Great post Peter. I think a lot about whether it even makes sense to use the term “aligned AGI” as powerfull AGIs may break human intention for a number of reasons (https://www.lesswrong.com/posts/3broJA5XpBwDbjsYb/agency-engineering-is-ai-alignment-to-human-intent-enough).
I see you didn’t refer to AIs become self driven (as in Omohundro: https://selfawaresystems.files.wordpress.com/2008/01/ai_drives_final.pdf). Is there a reason you don’t view this as part of the college kid problem?
Thanks for sharing! If I had a penny for every article that—in hindsight—would have taken me 10% of the time/effort to write … lol
Thanks for the great post. 2-meta questions.
How long did it take you to write this? I work in academia and am curious to know how such a piece of writing relates to writing an opinion piece on my planet.
Is there a video and/or Q&A at some point (forgive me if I missed it).
Hi TAG, indeed, the post was missing some clarifications. I added a bit more about free will to the text, I hope it’s helpful.
Hi Charlie. Thanks for the welcome!
Indeed, I think that’s a great way to put it “preserving human agency around powerful systems” (I added it to the article). Thanks for that! I am pessimistic that this is possible (or that the question makes sense as it stands). I guess what I tried to do above—was a soft argument that “intent-aligned AIs” might not make sense without further limits or boundaries on both human intent and what AIs can do.
I agree hard wiring is probably not the best solution. However, humans are probably hardwired with a bunch of tools. Post-behaviorist psychology, e.g. self-determination-theory, argues that agency and belonging (for social organisms) are hard wired in most complex organisms (i.e. not learned). (I assume you know some/a lot about this, here’s a very rough write up https://practicalpie.com/self-determination-theory/).
Thanks shminux. My apologies for the confusion, part of my point was that we don’t have consensus on whether we have free will (the professional philosophers usually fall into ~60% compatibilists; but the sociologists have a different conception altogether; and the physicists etc.). I think this got lost because I was not trying to explain the philosophical position on free will. [I have added a very brief note in the main text to clarify what I think of as the “free will problem”].

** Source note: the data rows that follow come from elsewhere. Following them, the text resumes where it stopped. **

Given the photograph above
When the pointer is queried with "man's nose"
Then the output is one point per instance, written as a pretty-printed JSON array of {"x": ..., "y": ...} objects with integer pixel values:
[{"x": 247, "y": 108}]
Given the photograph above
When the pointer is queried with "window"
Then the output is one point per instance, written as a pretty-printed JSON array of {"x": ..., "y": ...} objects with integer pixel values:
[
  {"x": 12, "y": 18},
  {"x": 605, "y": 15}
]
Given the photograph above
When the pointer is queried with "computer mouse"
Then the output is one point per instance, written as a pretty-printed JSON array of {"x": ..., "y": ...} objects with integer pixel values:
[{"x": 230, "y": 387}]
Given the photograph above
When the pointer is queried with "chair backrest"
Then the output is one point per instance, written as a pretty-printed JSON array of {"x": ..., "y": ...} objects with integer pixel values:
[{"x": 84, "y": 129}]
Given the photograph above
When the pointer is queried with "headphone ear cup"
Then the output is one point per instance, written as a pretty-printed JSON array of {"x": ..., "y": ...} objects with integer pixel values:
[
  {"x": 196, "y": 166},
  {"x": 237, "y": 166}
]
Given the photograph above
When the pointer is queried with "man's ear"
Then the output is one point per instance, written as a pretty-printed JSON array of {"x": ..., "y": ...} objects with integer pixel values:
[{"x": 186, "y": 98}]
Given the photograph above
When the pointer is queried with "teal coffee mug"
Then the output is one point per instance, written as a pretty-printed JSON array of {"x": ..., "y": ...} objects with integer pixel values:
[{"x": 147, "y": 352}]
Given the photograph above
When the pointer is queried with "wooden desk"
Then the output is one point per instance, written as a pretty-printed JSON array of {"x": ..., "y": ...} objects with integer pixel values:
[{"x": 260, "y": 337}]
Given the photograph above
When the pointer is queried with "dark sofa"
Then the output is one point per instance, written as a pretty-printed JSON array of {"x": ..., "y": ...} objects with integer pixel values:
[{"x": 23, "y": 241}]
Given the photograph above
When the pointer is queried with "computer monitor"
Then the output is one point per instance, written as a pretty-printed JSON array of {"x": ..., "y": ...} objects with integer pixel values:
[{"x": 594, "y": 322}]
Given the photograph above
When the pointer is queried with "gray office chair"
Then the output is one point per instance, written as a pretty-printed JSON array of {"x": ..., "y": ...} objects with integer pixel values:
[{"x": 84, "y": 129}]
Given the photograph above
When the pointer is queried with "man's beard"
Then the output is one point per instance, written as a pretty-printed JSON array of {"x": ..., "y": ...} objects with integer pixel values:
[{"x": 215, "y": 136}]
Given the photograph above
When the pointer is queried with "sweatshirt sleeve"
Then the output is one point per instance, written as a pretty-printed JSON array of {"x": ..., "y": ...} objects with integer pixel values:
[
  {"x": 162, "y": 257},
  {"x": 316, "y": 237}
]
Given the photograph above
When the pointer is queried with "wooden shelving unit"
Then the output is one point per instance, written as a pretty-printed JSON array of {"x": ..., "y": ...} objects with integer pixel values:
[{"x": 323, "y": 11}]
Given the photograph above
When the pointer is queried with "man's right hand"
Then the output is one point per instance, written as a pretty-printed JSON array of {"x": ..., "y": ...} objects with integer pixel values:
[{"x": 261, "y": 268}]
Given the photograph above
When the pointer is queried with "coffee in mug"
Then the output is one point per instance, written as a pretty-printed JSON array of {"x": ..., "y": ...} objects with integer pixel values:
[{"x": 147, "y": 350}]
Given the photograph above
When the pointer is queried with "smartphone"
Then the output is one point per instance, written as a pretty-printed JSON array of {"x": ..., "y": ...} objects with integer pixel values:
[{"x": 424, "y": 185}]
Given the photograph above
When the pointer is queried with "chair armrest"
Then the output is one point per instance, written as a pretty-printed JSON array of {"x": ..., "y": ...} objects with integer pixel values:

The rest of the post was an attempt to argue that because human action is likely caused by many factors, AI techs will likely help us uncover the role of these factors; and that AI-misuse or even AI-aligned agents may act to change human will/intent etc.
Re: whether bacteria/fish/cats etc have free will: I propose we’ll have better answers soon (if you consider AGI is coming soon-ish). Or more precisely, the huge body of philosophical, psychological and sociological ideas will be tested against some empirical findings in this field. I actually work on these type of questions from the empirical side (neuroscience and open behavior). And—to summarize this entire post in 1 sentence—I am concerned that most organisms including humans have quite predictable behaviors (given behavior + other internal state data) and that these entire causal networks will be constantly under pressure by both nefarious—but also well-meaning agents like (aligned-AIs) because of the inherently complex nature of behavior.